Reputation: 25
I'm trying to import some data from a .txt file into WPS (which works with SAS language). Everythings worked perfectly until I realized that for one column/variable, some of my observations were cut. For example in the column/variable Type, my 5 first observations in the original file were:
RAN
FG
MAJOFG
ARBA
ARBV
but in my data set in sas, here's the data I get:
RAN
FG
MAJ
ARB
ARB
So I thought about using a format during the import to make sas always take the $8. format. Can it work with proc import? Here is my code:
proc import out = sasuser.frais
datafile="~/NAS/M/XXX.txt"
dbms=dlm replace;
delimiter=";";
getnames=yes;
datarow=2;
run;
I also tried to use data infile but for some reason it moves my lines of data (the beginning of the second line starts at the end of the first one, probably because most of the time my last 4 columns/variables are empty). And I have more than 20 variables, most of which are properly imported by sas (in terms of format I mean), so if I could avoid naming a format for each of them, it would be great!
Upvotes: 1
Views: 20740
Reputation: 25
My problem is that I plan to use this importation code for multiple files and the order of the observations for type is random. So it's totally possible that for 10 or 100 row, the observations have a length of 3 and then one observation of 6. But even if I don't know the order, I know the differents values possible (with a max length of 6). So guessingtows wouldn't work in my case. But I found a way to correct my code with the link provided by John Doe (https://communities.sas.com/t5/Base-SAS-Programming/Text-File-Import-force-the-correct-Informat-and-format/td-p/281701) I took the data generated by the proc import and modified it for the one variable which needed changes. Thank you all!
Upvotes: 0
Reputation: 27508
Try using the GUESSINGROWS
statement:
Proc IMPORT … ;
…
GUESSINGROWS = 100;
run;
When using a DATA
step with an INPUT
statement, and some rows are incomplete, your INFILE
statement should specify the MISSOVER
option. This will help you create a data set where each row corresponds to each row of the data file.

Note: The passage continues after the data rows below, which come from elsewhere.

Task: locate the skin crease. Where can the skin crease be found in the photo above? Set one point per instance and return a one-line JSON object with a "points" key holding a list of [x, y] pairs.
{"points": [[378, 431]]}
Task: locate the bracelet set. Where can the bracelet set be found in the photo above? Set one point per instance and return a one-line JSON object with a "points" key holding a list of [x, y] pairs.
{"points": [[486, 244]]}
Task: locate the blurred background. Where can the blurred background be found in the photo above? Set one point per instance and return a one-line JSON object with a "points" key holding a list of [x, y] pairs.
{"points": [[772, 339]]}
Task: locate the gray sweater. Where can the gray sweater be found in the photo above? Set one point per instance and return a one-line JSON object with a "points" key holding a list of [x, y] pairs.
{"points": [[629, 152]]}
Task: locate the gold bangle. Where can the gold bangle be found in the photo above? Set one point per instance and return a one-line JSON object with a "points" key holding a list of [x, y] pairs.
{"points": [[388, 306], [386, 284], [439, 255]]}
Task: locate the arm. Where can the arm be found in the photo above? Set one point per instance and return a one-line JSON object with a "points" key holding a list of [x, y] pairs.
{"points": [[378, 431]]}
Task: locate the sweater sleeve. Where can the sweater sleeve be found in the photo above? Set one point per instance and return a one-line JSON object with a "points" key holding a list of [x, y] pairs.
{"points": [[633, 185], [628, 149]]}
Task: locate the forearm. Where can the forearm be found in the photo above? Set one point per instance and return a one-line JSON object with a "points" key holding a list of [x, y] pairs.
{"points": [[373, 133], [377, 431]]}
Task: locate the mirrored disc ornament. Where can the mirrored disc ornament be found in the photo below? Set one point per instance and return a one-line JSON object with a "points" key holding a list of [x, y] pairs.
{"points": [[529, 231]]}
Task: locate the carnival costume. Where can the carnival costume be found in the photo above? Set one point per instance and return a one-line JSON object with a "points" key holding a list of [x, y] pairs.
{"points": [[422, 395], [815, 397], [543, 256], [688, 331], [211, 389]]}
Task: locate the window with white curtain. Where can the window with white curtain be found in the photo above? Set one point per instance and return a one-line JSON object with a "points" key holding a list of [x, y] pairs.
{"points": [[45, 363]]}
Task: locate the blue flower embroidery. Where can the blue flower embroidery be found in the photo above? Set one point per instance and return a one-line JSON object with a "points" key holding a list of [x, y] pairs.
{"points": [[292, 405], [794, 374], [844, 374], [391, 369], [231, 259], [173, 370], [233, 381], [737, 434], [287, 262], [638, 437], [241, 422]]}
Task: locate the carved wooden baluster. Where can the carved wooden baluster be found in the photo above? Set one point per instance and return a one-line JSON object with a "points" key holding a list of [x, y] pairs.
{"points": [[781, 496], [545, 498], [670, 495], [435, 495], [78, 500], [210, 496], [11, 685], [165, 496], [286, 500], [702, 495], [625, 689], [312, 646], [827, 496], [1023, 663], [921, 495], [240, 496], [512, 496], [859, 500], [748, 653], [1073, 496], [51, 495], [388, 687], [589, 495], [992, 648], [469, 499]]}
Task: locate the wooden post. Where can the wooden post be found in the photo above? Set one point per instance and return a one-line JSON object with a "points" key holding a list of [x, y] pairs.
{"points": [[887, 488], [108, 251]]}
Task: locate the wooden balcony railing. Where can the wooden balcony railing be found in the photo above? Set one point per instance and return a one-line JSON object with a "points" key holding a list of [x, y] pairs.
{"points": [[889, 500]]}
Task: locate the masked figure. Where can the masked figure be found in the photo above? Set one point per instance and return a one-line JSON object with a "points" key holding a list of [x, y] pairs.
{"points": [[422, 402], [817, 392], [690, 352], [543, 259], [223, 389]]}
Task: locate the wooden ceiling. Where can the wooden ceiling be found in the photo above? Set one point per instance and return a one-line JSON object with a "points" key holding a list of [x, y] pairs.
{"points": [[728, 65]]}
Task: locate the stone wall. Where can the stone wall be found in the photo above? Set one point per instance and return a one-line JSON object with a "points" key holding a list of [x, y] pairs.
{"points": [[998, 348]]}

INFILE … FIRSTOBS=2 DLM=';' DSD MISSOVER;
length v1-v20 $30;
INPUT v1-v20;
During the data step implicit loop step, any variables at the end of the data line without corresponding input values will be set to missing, and the input statement will not attempt to look for more values on the next line.
Upvotes: 2
Reputation: 9569
You may be able to get acceptable results by tweaking the guessingrows
parameter rather than specifying an informat, e.g.:
data _null_;
file "%sysfunc(pathname(work))\test.txt";
infile cards;
input;
put _infile_;
cards;
RAN
FG
MAJOFG
ARBA
ARBV
;
run;
proc import out = example
datafile="%sysfunc(pathname(work))\test.txt"
dbms=dlm replace;
delimiter=";";
getnames=yes;
datarow=2;
guessingrows=3;
run;
If you change this from 3 to 2, proc import only looks at the first 2 data rows when guessing an appropriate length for the variable RAN
and truncation occurs for subsequent rows with longer values.
Upvotes: 0